Electric vehicles (EVs) are becoming more and more accessible and more and more affordable, so are they the answer to improving air quality in the West of England
While we can’t hail EVs as the Holy Grail in terms of improving air quality - brake dust, tyre degradation and power generation means that their environmental impact is not insignificant. What we can be sure of, however, is that reducing car travel where possible and choosing EVs over petrol and diesel is a more sustainable and increasingly practical way to reduce emissions.
And with charging infrastructure improvements in the pipeline and funding available until March 2019 the time to switch is now.
Rapid Charging Bays
Vehicle battery range has come on leaps and bounds in recent years, meaning that one of the last remaining hurdles to the widespread adoption of EVs is the lack of charge points at home and on the road.
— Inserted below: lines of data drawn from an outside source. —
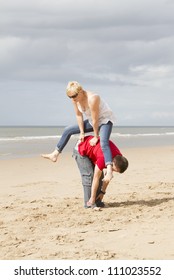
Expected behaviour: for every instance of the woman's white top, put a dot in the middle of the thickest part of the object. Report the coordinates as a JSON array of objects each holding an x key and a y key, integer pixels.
[{"x": 105, "y": 113}]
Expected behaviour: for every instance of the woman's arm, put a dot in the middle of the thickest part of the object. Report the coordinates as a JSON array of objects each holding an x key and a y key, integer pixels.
[
  {"x": 79, "y": 117},
  {"x": 94, "y": 102}
]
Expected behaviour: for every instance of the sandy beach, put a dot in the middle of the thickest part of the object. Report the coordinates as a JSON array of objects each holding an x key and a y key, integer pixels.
[{"x": 42, "y": 215}]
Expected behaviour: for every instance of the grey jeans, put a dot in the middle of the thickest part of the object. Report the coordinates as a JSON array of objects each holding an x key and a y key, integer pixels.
[{"x": 86, "y": 168}]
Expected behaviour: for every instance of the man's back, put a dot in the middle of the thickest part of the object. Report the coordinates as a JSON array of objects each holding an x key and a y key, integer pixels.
[{"x": 95, "y": 153}]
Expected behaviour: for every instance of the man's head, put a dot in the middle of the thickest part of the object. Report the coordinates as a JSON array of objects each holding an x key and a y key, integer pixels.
[
  {"x": 73, "y": 90},
  {"x": 120, "y": 164}
]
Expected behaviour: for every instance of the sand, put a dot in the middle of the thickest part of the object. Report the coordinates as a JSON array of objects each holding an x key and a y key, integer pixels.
[{"x": 42, "y": 215}]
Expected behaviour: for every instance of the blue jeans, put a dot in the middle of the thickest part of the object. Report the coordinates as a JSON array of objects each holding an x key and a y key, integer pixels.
[
  {"x": 86, "y": 168},
  {"x": 105, "y": 132}
]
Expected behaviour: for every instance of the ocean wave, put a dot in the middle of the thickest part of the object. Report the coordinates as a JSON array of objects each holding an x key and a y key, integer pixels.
[
  {"x": 113, "y": 135},
  {"x": 129, "y": 135},
  {"x": 27, "y": 138}
]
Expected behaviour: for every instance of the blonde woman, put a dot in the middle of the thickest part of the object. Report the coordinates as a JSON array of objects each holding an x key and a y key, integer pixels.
[{"x": 99, "y": 119}]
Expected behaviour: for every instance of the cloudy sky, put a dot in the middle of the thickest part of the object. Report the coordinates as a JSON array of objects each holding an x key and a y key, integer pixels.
[{"x": 123, "y": 50}]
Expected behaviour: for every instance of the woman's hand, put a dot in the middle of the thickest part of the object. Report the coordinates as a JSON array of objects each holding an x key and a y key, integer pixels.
[
  {"x": 82, "y": 136},
  {"x": 93, "y": 141}
]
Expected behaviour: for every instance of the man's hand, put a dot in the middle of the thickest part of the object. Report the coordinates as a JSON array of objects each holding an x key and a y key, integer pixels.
[
  {"x": 100, "y": 196},
  {"x": 82, "y": 136},
  {"x": 108, "y": 177},
  {"x": 93, "y": 141}
]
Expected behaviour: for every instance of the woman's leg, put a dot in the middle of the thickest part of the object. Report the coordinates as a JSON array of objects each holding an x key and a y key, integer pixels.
[
  {"x": 68, "y": 132},
  {"x": 105, "y": 132}
]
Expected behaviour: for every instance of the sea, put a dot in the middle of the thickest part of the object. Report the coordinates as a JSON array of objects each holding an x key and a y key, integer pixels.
[{"x": 31, "y": 141}]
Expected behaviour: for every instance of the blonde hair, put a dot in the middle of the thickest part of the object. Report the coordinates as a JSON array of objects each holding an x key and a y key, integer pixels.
[{"x": 73, "y": 87}]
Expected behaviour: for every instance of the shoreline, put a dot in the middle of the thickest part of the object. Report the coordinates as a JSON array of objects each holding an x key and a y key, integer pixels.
[{"x": 42, "y": 214}]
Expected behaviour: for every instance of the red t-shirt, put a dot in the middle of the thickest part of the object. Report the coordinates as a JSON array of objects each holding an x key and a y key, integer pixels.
[{"x": 95, "y": 153}]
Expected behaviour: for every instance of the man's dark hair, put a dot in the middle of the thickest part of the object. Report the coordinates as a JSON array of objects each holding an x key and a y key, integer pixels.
[{"x": 121, "y": 162}]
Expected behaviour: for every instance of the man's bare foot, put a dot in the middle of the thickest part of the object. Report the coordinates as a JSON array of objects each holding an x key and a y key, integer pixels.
[
  {"x": 93, "y": 206},
  {"x": 52, "y": 156}
]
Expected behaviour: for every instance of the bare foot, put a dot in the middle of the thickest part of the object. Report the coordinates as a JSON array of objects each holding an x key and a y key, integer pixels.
[{"x": 52, "y": 156}]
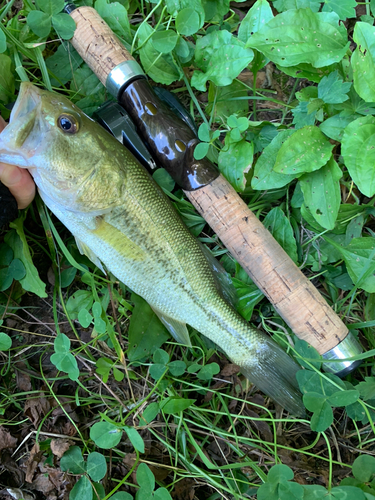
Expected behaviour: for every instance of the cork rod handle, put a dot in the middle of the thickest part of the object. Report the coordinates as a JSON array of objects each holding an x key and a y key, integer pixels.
[
  {"x": 96, "y": 43},
  {"x": 296, "y": 299}
]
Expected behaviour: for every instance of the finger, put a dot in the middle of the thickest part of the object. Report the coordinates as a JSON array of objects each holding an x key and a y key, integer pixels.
[{"x": 19, "y": 182}]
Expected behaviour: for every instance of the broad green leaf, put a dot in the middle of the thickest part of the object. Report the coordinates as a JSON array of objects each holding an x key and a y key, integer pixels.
[
  {"x": 283, "y": 5},
  {"x": 72, "y": 461},
  {"x": 39, "y": 22},
  {"x": 358, "y": 150},
  {"x": 363, "y": 61},
  {"x": 121, "y": 495},
  {"x": 85, "y": 318},
  {"x": 367, "y": 388},
  {"x": 314, "y": 401},
  {"x": 3, "y": 42},
  {"x": 264, "y": 175},
  {"x": 64, "y": 25},
  {"x": 360, "y": 262},
  {"x": 81, "y": 299},
  {"x": 17, "y": 269},
  {"x": 201, "y": 150},
  {"x": 6, "y": 77},
  {"x": 188, "y": 22},
  {"x": 6, "y": 279},
  {"x": 175, "y": 405},
  {"x": 301, "y": 36},
  {"x": 322, "y": 417},
  {"x": 305, "y": 150},
  {"x": 174, "y": 7},
  {"x": 160, "y": 67},
  {"x": 116, "y": 16},
  {"x": 343, "y": 8},
  {"x": 249, "y": 296},
  {"x": 357, "y": 413},
  {"x": 5, "y": 342},
  {"x": 321, "y": 192},
  {"x": 227, "y": 100},
  {"x": 145, "y": 478},
  {"x": 259, "y": 14},
  {"x": 146, "y": 332},
  {"x": 164, "y": 41},
  {"x": 149, "y": 414},
  {"x": 334, "y": 126},
  {"x": 105, "y": 435},
  {"x": 208, "y": 371},
  {"x": 343, "y": 398},
  {"x": 214, "y": 10},
  {"x": 17, "y": 241},
  {"x": 302, "y": 116},
  {"x": 221, "y": 56},
  {"x": 235, "y": 160},
  {"x": 82, "y": 490},
  {"x": 305, "y": 70},
  {"x": 135, "y": 438},
  {"x": 96, "y": 466},
  {"x": 51, "y": 6},
  {"x": 332, "y": 89},
  {"x": 364, "y": 468},
  {"x": 280, "y": 228},
  {"x": 177, "y": 368}
]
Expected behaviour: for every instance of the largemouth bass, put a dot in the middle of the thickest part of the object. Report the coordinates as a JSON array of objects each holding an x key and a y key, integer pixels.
[{"x": 122, "y": 220}]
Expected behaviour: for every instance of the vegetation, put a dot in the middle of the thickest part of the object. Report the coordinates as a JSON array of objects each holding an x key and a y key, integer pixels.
[{"x": 96, "y": 400}]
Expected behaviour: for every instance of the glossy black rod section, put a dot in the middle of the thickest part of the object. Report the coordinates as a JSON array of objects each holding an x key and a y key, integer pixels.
[{"x": 169, "y": 139}]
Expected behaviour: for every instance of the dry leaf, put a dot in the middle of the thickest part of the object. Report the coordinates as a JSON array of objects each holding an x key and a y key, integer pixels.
[
  {"x": 60, "y": 446},
  {"x": 6, "y": 440}
]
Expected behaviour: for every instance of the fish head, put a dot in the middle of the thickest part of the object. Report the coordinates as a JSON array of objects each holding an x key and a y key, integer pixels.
[{"x": 54, "y": 140}]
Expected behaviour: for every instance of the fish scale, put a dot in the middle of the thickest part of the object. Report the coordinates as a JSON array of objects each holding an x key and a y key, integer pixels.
[{"x": 122, "y": 219}]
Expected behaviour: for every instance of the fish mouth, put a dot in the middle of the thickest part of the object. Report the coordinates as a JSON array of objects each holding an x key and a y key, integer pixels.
[{"x": 20, "y": 139}]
In the UK, approximately 30 percent of people live in flats, while a greater number do not have off street parking, which means that a large chunk of the urban population cannot practicably install a charging point at home. Renting is becoming increasingly common, meaning that most tenants will not have the option to install charging points without their landlord’s permission either. Charge points also tend to be located in areas with the greatest demand, meaning that there are precious few in rural areas, small towns and on the edges of our cities.
Given these challenges it is commonly held true that well-located, rapid charging bays, which can charge a car battery to 85% in 30 minutes, will prove to be the tipping point in terms of widespread adoption of EVs.
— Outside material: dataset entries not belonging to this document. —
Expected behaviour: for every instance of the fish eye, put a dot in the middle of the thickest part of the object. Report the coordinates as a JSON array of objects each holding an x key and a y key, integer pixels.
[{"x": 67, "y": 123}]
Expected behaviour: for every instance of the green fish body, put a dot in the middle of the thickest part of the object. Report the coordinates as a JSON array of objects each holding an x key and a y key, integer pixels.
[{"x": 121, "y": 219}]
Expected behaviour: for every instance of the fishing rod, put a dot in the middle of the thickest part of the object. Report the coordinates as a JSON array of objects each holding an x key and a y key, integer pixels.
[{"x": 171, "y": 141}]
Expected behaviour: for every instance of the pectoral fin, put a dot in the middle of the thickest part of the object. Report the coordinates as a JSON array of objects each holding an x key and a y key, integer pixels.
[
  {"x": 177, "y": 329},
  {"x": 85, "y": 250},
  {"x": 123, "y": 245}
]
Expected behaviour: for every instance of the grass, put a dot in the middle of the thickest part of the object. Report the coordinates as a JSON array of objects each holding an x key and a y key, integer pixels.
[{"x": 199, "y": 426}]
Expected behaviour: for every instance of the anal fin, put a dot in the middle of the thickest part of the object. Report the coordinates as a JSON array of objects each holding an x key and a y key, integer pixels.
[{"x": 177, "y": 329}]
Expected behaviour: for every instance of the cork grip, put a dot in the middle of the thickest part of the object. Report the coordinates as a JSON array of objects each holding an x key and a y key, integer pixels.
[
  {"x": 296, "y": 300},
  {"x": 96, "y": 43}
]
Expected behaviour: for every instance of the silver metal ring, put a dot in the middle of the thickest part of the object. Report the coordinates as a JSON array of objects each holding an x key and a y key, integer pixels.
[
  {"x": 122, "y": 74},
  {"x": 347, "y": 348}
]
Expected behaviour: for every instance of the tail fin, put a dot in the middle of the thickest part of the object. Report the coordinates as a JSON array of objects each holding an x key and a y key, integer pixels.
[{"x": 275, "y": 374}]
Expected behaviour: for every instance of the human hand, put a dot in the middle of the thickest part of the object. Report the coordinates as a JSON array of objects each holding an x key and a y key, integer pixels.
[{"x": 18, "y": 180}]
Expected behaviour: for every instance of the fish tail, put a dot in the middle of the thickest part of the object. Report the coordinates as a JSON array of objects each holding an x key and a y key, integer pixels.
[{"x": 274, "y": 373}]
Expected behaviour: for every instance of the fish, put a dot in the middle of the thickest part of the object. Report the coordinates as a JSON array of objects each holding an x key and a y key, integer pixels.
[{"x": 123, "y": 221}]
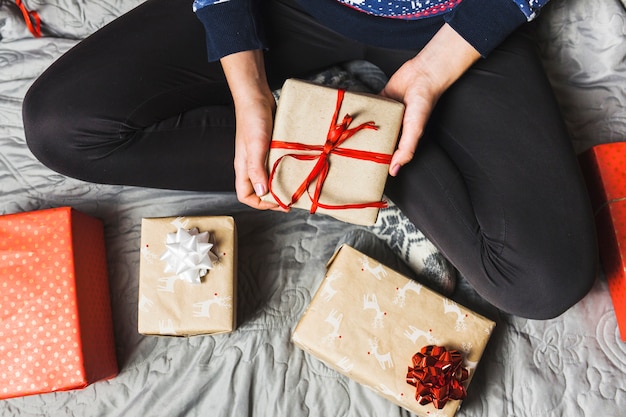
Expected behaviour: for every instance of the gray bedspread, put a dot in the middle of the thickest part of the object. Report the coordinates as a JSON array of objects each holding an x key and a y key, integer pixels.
[{"x": 574, "y": 365}]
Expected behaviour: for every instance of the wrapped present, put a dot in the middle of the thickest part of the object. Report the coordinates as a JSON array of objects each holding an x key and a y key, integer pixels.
[
  {"x": 604, "y": 167},
  {"x": 187, "y": 277},
  {"x": 331, "y": 150},
  {"x": 404, "y": 341},
  {"x": 56, "y": 331}
]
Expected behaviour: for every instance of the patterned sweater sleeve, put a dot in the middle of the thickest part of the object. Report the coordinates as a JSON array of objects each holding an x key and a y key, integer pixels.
[
  {"x": 230, "y": 25},
  {"x": 486, "y": 23}
]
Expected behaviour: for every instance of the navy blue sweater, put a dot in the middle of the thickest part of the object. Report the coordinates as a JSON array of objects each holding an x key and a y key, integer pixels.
[{"x": 234, "y": 25}]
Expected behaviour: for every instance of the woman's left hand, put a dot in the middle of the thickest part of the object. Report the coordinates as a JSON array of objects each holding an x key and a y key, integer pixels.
[
  {"x": 414, "y": 88},
  {"x": 421, "y": 81}
]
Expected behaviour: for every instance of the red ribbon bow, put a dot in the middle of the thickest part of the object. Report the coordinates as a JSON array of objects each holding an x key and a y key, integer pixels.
[
  {"x": 338, "y": 133},
  {"x": 32, "y": 19},
  {"x": 438, "y": 376}
]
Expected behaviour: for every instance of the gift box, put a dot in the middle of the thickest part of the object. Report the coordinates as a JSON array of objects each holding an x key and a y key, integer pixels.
[
  {"x": 368, "y": 322},
  {"x": 331, "y": 149},
  {"x": 187, "y": 284},
  {"x": 604, "y": 167},
  {"x": 56, "y": 331}
]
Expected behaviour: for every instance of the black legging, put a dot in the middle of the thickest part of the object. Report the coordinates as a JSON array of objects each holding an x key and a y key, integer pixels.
[{"x": 494, "y": 183}]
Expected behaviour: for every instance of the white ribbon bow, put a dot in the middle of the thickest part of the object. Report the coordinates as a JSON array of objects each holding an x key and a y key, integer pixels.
[{"x": 188, "y": 254}]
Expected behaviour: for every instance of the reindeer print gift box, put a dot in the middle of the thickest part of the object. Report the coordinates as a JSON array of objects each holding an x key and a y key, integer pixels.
[
  {"x": 367, "y": 321},
  {"x": 187, "y": 276}
]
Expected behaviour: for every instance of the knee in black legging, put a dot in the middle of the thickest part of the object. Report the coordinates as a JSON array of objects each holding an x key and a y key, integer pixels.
[
  {"x": 57, "y": 135},
  {"x": 545, "y": 288}
]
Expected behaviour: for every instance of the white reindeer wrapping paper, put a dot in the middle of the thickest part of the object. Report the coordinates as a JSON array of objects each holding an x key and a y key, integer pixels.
[
  {"x": 168, "y": 305},
  {"x": 366, "y": 321}
]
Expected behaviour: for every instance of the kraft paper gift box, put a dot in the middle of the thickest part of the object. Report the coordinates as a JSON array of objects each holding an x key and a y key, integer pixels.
[
  {"x": 170, "y": 305},
  {"x": 56, "y": 331},
  {"x": 604, "y": 167},
  {"x": 367, "y": 321},
  {"x": 357, "y": 168}
]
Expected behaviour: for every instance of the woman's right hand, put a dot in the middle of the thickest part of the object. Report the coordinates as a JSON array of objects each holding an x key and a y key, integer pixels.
[{"x": 254, "y": 112}]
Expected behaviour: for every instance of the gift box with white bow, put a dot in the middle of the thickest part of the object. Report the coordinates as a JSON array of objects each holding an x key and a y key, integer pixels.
[
  {"x": 406, "y": 342},
  {"x": 187, "y": 276}
]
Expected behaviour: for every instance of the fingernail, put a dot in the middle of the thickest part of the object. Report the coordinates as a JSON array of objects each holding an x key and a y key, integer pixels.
[
  {"x": 259, "y": 189},
  {"x": 394, "y": 170}
]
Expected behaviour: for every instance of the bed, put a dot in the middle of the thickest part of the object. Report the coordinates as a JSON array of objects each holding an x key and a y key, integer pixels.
[{"x": 574, "y": 365}]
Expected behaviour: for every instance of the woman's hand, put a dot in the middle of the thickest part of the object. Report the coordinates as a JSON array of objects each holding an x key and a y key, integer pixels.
[
  {"x": 254, "y": 112},
  {"x": 420, "y": 82}
]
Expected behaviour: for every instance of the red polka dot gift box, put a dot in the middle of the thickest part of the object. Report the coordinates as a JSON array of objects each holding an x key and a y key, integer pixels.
[
  {"x": 605, "y": 171},
  {"x": 56, "y": 330}
]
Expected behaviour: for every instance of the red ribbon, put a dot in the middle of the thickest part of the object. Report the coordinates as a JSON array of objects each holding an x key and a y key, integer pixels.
[
  {"x": 33, "y": 22},
  {"x": 438, "y": 376},
  {"x": 338, "y": 133}
]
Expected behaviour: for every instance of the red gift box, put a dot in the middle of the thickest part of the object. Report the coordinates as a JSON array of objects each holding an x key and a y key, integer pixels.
[
  {"x": 605, "y": 171},
  {"x": 56, "y": 331}
]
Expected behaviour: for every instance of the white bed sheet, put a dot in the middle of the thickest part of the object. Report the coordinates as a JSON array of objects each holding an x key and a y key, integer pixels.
[{"x": 572, "y": 366}]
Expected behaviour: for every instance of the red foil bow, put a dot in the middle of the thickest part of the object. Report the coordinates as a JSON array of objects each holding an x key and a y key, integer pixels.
[
  {"x": 438, "y": 376},
  {"x": 338, "y": 133}
]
In the West of England, there has been a concerted effort to get rapid charging hubs online in order to promote positive behaviour change. The first of which is K:Port - a rapid charging hub in Portishead due for completion in Spring next year.
Positioned in a central location near to the town’s amenities, Go Ultra Low West and North Somerset Council have pulled out all the stops to ensure that K:Port is a talking point that promotes behaviour change. K:Port was designed by Bath based award winning architects, Hewitt Studios LLP and will feature sustainable drainage, integrated low-power services and lighting, elements of landscape and planting, and a future-proof laminated timber structure.
Other local councils in the West of England are well underway with plans for similar rapid charging hubs to support residents, visitors and local businesses looking to use a rapid charger.
Workplace Charging Points
In addition to rapid charging bays, workplaces can also apply for funding to install charging units as part of a £7m funding package for the West of England. This could potentially have a huge impact on cutting carbon emissions in the region.
Consider this. If your business employs 5,000 people in the West of England, roughly 4,250 of them will drive into work. Daily that’s 8,500 journeys. Multiplied over the working week, that’s 42,500 car journeys – even if a fraction of these were made by EVs businesses could help make a sizeable reduction in carbon emissions.
Again, while sustainable travel options such as walking, cycling and taking public transport, are always encouraged over driving, something which is emphasised by WECA and the Joint Spatial Transport Studies, EVs are an increasingly practical and sustainable choice in the West of England.
Details on what funding is available for business as well as an overview of the savings that can be made by switching to EVs - are summarised here.
But remember, be quick as much of the funding expires in March 2019!
There are 37,500 EVs on Britain’s roads, a figure that is up 44% on 2015, and UK Power Networks forecast that there will be 4 million Electric Vehicles by 2030.
While such a prediction might sound ambitious, in 2013 government set up the Office for Low Emissions Vehicles (OLEV) to support the early market for ultra-low emission vehicles (ULEV). Over £900 million in funding has been earmarked to help position the UK at the global forefront of ULEV development, manufacture and use.
All of this means that switching to EVs is becoming easier and easier - cars and vans are readily available and lorries and buses are expected in the near future - but making a dent in the use of petrol and diesel engines through the adoption of EVs is just the start.
There are so many bigger issues at play in the West of England.
Aviation, rail and last-mile home deliveries are just some of the issues up for debate, and EVs are but one part of the puzzle.